Another important part of the process if the home appraisal where a professional appraiser comes to your house and assesses its current value.
You’ll need to have at least 20% of the home’s value paid off, whether through mortgage payments or equity earned. So if your outstanding loan is $150,000 and the appraised value of the home is $200,000, you have 25% equity in your home and the appraisal should be good to go.
Federal Refinancing Programs
If you can’t get approved to refinance through a traditional lender, check to see if you qualify for one of these government-sponsored programs.
These options for refinancing a mortgage are specifically aimed to help people with bad credit. Each mortgage refinance option has different requirements, so read carefully before proceeding. If you qualify, you might be able to take advantage of significant savings.
This program is specially designed to benefit homeowners whose mortgage is greater than the value of the home, so there are no restrictions on the loan-to-value. However, you do have to meet some basic qualifications to take advantage of this program.

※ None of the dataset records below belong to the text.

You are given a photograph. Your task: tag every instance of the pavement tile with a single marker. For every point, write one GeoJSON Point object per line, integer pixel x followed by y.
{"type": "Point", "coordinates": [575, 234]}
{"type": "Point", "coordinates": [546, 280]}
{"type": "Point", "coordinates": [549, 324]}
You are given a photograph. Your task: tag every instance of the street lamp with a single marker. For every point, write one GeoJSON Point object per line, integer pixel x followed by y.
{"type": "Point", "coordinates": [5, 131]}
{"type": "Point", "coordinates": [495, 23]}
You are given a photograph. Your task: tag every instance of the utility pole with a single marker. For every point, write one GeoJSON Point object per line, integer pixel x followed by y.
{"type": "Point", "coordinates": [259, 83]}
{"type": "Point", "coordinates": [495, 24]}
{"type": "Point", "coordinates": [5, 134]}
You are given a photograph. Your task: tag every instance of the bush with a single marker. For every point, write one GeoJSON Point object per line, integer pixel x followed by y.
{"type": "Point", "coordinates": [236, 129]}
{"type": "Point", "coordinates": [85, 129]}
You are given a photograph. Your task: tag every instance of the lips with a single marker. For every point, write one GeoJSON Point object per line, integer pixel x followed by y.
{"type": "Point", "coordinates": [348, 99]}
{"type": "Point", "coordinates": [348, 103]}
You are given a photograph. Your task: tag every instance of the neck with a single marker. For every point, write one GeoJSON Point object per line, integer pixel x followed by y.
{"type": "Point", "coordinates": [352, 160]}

First, your loan has to be owned by Fannie Mae or Freddie Mac and must have been delivered to one of those entities by June 1, 2009. FHA loans don’t qualify and you can’t have already refinanced using Making Home Affordable Refinance Program (Harp 2’s predecessor).
FHA Rate and Term Refinance
If you already have an FHA loan, you may be able to qualify for an FHA Rate and Term Refinance. This option allows you to change the terms of your current FHA loan and replace them with more favorable terms. The minimum credit score to qualify is 580.
FHA Streamline Refinance Loans
If your current mortgage is not an FHA loan, you may be able to refinance your mortgage with an FHA Streamline Refinance. The minimum credit score is also 580. An FHA streamline refinance can help lower your interest rate, and you sometimes can get approved without having an appraisal, credit check, or income verification performed, so it’s a speedy process.
FHA Cash-Out Refinance Loans
You can also do an FHA cash-out refinance have a minimum credit score of at least 620. The cash-out refinance allows homeowners with equity in their house to receive a lump sum of cash by increasing the principal mortgage amount (and, consequently, monthly payments).
VA Interest Rate Reduction Refinance Loan (VA IRRRL)
If you have an existing VA loan backed by the U.S. Department of Veterans Affairs and want to reduce your monthly mortgage payments, an interest rate reduction refinance loan (IRRRL), aka the VA Streamline Refinance, may be a good option for you. You can also move from a loan with an adjustable or variable interest rate.
Basically, a VA Interest Rate Reduction Loan lets you replace your current loan with a new one under different terms.
Improve Your Credit Score Before Refinancing
Whether your application to refinance was denied or you want to qualify for even lower interest rates, sometimes it’s worth taking the time to raise your credit score. Start by paying all of your monthly bills on time and in full. If you do that for long enough, you’ll start to see your credit score go up steadily.
You can also increase your credit card limit — as long as you don’t spend extra, you can quickly bump up your credit score.
Hire a Credit Repair Company
For people with a lot of negative items on their credit reports, a credit repair agency may be helpful in disputing those items and getting them removed altogether. Check out our reviews of the leading credit repair companies.
Credit scores are often categorized into five different ranges, from bad to excellent. If you can increase your credit score enough to boost yourself into the next category, you could automatically qualify for better refinance rates.
Don’t give up on your goal of refinancing your mortgage. There’s always room for improvement which means there’s always a way to get a better rate — even if it takes a bit of time.